U.S. Department of Defense

 

Date of this Version

2015

Citation

Proceedings of the Combustion Institute 35, 2015

Comments

U.S Government work

Abstract

Laser-induced breakdown is used for quantitative gas property measurements (gas density and ethylene fuel concentration) in a cavity flameholder in a supersonic crossflow. A plasma is produced by a focused laser beam (Nd:YAG, 532 nm) in the cavity to measure gas properties at the location of the plasma and to ignite cavity flames. Plasma energy (PE), defined by the laser pulse energy absorbed/scattered in the plasma, and plasma emission spectra are recorded for estimating gas density and species concentration, respectively. To obtain correlations of PE vs. gas density and emission spectra vs. fuel concentration, calibration experiments are conducted using a variable-pressure (0–900 mbar)/temperature (300–900 K) chamber and a Hencken burner installed in a variable-pressure (50–900 mbar) combustion chamber.
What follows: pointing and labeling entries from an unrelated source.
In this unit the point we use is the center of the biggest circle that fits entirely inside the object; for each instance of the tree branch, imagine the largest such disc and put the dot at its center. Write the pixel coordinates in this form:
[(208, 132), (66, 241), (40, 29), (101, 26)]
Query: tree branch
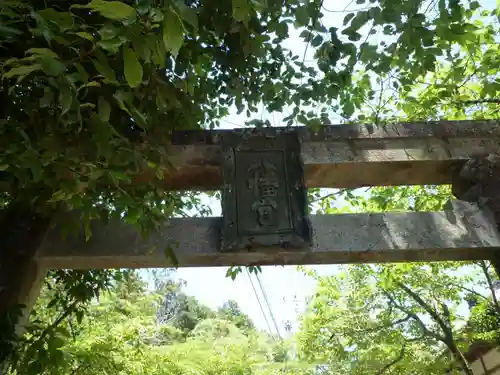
[(394, 361), (415, 317), (484, 267), (445, 328)]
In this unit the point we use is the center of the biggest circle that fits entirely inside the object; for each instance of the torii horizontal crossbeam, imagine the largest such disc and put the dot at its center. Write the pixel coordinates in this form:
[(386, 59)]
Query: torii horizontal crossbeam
[(347, 156), (462, 232)]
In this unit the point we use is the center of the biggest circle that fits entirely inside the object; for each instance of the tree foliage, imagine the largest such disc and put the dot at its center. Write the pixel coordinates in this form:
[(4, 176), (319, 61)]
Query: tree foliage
[(91, 93), (120, 333)]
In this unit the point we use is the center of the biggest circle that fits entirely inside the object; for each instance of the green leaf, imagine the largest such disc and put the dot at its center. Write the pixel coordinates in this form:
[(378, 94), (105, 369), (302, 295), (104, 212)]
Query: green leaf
[(188, 14), (84, 77), (85, 35), (108, 31), (104, 109), (306, 34), (173, 32), (62, 19), (42, 52), (241, 11), (112, 45), (347, 18), (302, 16), (52, 67), (113, 10), (102, 66), (22, 70), (132, 67), (318, 39), (65, 99)]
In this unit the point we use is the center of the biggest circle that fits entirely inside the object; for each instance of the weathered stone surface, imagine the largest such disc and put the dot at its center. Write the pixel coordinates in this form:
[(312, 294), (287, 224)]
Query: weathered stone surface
[(478, 181), (342, 156), (462, 232)]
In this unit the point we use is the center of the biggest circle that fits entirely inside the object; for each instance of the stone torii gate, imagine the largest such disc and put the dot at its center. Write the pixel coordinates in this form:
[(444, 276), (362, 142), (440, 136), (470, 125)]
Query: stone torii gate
[(263, 175)]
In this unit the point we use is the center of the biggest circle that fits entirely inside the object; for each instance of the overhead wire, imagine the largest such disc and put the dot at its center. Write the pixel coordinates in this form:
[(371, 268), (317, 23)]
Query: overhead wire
[(258, 300), (266, 300)]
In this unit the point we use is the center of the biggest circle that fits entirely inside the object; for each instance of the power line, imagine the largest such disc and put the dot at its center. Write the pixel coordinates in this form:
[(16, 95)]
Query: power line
[(258, 300), (266, 300)]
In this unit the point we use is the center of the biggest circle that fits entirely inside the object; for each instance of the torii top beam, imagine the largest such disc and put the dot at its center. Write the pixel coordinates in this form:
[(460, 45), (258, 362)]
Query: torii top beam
[(347, 156)]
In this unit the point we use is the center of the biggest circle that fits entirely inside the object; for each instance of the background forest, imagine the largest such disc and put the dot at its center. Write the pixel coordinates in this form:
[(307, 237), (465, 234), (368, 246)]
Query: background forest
[(363, 319), (90, 95)]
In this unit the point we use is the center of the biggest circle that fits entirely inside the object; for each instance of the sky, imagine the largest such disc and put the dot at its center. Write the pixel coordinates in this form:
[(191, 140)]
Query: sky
[(286, 288)]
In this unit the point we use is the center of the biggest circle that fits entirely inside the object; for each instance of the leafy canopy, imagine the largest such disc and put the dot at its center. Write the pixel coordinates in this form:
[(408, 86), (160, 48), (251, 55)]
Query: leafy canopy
[(91, 91)]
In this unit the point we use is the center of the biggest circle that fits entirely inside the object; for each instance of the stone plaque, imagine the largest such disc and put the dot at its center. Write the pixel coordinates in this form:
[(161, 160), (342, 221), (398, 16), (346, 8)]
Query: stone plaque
[(264, 200)]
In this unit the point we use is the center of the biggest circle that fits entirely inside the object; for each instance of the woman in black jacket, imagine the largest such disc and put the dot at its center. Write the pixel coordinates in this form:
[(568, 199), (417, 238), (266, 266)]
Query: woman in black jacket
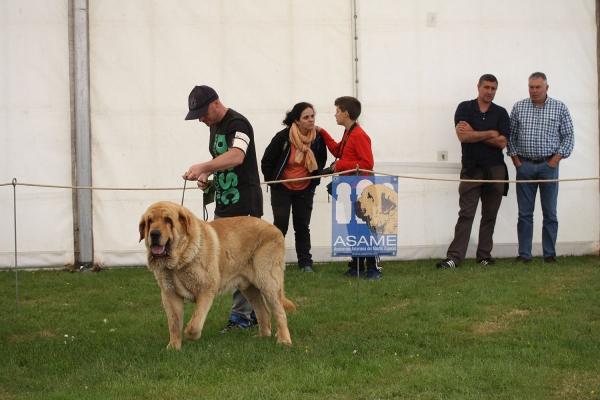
[(296, 152)]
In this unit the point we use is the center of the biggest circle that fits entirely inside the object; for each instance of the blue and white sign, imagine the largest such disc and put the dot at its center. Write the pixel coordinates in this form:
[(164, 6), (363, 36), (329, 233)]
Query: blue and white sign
[(364, 216)]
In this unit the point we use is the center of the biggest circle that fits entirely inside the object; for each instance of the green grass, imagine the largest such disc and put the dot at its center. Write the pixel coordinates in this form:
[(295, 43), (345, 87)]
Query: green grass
[(513, 331)]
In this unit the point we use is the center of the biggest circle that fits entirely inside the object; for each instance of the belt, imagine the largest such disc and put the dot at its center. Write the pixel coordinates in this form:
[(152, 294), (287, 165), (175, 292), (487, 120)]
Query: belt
[(536, 160)]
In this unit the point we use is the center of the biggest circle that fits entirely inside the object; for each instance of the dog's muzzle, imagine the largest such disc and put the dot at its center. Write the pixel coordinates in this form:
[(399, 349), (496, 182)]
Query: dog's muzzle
[(157, 249)]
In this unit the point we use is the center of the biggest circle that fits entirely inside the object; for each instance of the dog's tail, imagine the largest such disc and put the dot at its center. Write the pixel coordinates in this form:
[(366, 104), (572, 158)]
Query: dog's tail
[(287, 304)]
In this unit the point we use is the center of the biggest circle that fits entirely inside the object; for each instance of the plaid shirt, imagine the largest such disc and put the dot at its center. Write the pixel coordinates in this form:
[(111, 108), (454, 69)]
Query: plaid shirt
[(540, 132)]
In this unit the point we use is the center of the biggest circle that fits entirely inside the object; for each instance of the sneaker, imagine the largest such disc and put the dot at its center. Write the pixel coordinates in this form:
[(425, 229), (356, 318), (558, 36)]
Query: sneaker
[(351, 273), (239, 322), (447, 263), (372, 275), (522, 259)]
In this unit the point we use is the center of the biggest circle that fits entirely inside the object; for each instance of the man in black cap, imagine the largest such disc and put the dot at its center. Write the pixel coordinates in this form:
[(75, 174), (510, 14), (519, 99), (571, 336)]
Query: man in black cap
[(235, 170)]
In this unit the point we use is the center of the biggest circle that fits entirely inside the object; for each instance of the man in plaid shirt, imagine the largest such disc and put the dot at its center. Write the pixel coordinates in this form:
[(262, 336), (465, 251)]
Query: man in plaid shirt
[(541, 135)]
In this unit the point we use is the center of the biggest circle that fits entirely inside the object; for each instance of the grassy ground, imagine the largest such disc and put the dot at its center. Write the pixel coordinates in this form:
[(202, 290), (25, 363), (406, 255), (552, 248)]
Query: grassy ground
[(512, 331)]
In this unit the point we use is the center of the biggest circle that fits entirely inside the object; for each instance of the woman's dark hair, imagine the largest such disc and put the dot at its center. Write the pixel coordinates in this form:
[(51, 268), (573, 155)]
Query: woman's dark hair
[(295, 113)]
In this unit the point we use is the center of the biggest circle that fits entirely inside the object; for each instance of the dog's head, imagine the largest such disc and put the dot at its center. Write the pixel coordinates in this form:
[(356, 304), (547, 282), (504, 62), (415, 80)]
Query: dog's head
[(377, 206), (166, 228)]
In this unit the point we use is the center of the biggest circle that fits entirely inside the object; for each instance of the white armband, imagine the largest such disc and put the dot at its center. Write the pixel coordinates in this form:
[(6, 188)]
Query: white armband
[(241, 141)]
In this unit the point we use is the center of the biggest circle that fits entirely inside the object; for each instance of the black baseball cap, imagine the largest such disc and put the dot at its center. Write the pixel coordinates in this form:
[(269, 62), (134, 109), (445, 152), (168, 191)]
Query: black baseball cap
[(199, 100)]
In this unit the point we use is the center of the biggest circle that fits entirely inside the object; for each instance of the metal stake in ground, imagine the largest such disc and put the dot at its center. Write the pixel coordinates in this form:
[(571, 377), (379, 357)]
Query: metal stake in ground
[(358, 280), (16, 265), (183, 195)]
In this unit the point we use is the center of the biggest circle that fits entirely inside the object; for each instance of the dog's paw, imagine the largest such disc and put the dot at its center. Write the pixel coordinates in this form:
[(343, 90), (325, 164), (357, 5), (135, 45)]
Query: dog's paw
[(192, 334), (287, 341), (173, 346)]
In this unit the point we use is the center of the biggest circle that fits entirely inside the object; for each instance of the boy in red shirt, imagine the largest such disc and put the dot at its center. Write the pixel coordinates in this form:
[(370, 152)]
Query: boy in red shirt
[(354, 149)]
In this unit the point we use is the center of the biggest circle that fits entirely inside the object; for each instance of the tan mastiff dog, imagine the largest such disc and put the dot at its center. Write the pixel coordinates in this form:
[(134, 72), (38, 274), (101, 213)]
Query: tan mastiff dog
[(378, 207), (196, 260)]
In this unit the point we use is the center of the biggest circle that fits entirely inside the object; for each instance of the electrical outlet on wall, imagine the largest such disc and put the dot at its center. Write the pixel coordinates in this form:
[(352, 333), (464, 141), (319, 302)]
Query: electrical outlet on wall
[(431, 20)]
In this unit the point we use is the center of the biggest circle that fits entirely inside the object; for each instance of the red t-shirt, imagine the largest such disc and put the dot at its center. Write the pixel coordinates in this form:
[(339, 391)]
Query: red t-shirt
[(352, 150)]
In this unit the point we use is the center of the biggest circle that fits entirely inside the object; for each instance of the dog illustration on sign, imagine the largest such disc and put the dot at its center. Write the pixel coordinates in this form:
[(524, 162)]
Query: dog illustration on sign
[(378, 207)]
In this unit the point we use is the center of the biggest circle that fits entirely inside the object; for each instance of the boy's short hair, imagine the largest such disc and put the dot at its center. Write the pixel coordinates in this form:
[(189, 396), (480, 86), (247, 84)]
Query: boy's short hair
[(350, 104)]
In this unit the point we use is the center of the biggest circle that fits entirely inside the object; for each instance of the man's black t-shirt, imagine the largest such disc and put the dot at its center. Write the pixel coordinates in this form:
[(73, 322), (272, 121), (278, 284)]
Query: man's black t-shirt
[(238, 189), (495, 118)]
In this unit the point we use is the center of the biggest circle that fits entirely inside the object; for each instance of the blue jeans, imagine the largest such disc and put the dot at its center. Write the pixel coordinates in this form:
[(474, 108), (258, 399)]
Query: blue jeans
[(526, 193)]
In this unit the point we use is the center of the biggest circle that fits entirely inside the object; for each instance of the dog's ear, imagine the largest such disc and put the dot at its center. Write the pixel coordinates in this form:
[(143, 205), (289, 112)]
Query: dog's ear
[(387, 203), (185, 217), (143, 228)]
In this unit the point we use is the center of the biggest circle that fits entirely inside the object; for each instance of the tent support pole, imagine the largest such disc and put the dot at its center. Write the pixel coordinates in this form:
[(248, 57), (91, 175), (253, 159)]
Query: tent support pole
[(80, 131)]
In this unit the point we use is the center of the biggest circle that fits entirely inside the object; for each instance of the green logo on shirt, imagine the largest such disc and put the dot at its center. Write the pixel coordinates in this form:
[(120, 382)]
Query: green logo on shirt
[(227, 181)]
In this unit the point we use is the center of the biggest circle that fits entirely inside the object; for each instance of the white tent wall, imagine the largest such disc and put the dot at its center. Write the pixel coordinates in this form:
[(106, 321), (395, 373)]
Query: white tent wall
[(35, 132), (416, 61), (262, 57)]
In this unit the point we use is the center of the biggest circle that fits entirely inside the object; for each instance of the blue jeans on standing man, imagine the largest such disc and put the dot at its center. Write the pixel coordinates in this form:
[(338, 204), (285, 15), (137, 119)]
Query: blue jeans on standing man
[(526, 193)]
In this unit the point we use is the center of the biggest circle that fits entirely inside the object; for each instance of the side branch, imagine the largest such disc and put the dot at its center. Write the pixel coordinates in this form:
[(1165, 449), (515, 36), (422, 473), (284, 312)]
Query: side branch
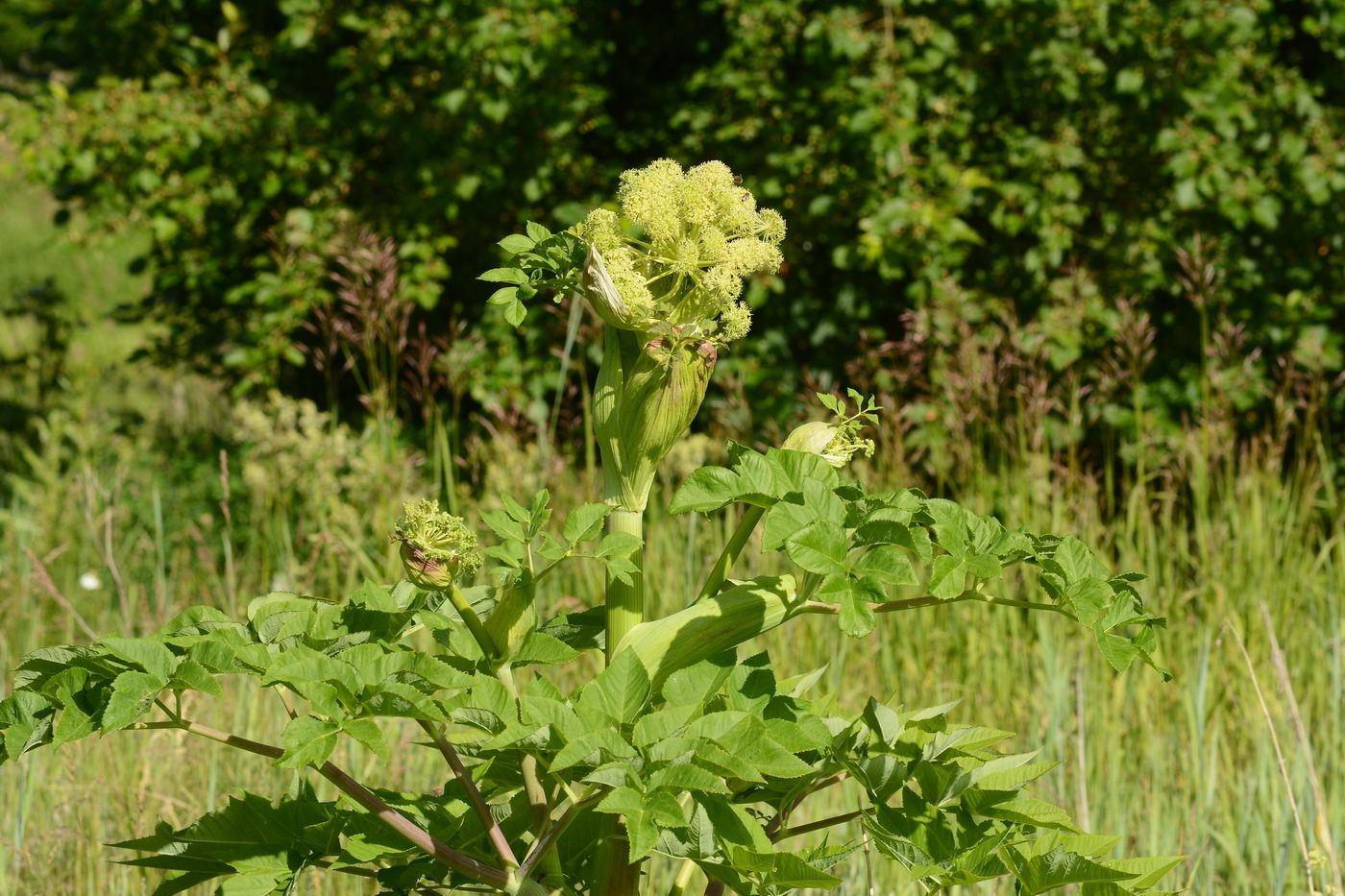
[(419, 837), (474, 795)]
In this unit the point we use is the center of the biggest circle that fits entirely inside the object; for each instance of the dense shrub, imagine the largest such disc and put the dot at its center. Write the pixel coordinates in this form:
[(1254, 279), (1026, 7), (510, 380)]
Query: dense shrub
[(1032, 163)]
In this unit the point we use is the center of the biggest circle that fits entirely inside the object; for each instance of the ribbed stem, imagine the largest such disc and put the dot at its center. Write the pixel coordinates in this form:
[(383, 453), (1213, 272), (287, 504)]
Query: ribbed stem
[(624, 611), (720, 572), (625, 601)]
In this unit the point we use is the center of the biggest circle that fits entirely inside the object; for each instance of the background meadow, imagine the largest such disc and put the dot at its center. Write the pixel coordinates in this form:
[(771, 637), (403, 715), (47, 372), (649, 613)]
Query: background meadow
[(1088, 258)]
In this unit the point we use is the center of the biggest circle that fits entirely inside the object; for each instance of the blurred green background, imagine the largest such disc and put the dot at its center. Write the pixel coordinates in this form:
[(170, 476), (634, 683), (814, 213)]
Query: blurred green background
[(1088, 254)]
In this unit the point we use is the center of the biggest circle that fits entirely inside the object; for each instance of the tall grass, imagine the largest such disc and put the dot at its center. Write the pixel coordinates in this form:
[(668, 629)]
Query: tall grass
[(1181, 767)]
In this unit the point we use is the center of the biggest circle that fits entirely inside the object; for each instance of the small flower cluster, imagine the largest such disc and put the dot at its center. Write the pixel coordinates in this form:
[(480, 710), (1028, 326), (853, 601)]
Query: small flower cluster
[(437, 547), (702, 235), (837, 442)]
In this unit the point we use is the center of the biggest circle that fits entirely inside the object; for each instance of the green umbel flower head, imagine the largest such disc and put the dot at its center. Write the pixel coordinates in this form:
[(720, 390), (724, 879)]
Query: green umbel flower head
[(437, 547), (682, 278), (837, 442)]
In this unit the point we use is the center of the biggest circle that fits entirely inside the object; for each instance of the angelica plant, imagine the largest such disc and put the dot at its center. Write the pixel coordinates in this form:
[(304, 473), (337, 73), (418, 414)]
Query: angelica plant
[(681, 745)]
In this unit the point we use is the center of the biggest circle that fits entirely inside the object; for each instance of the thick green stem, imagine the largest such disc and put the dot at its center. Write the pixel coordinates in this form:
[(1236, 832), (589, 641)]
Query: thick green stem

Total measurement time is sufficiently short, ~80 ns after laser arrival at the plasma region, to capture the high intensity portion of the emission and to minimize effects of plasma displacement (in the high-speed flow). Specifically, the laser pulse energy incident and transmitted (through the plasma) are measured, and the plasma emission spectra are captured during a 50-ns gate, after an approximate 30-ns time delay (relative to onset of emission from the plasma volume) to avoid strong background emission from the plasma.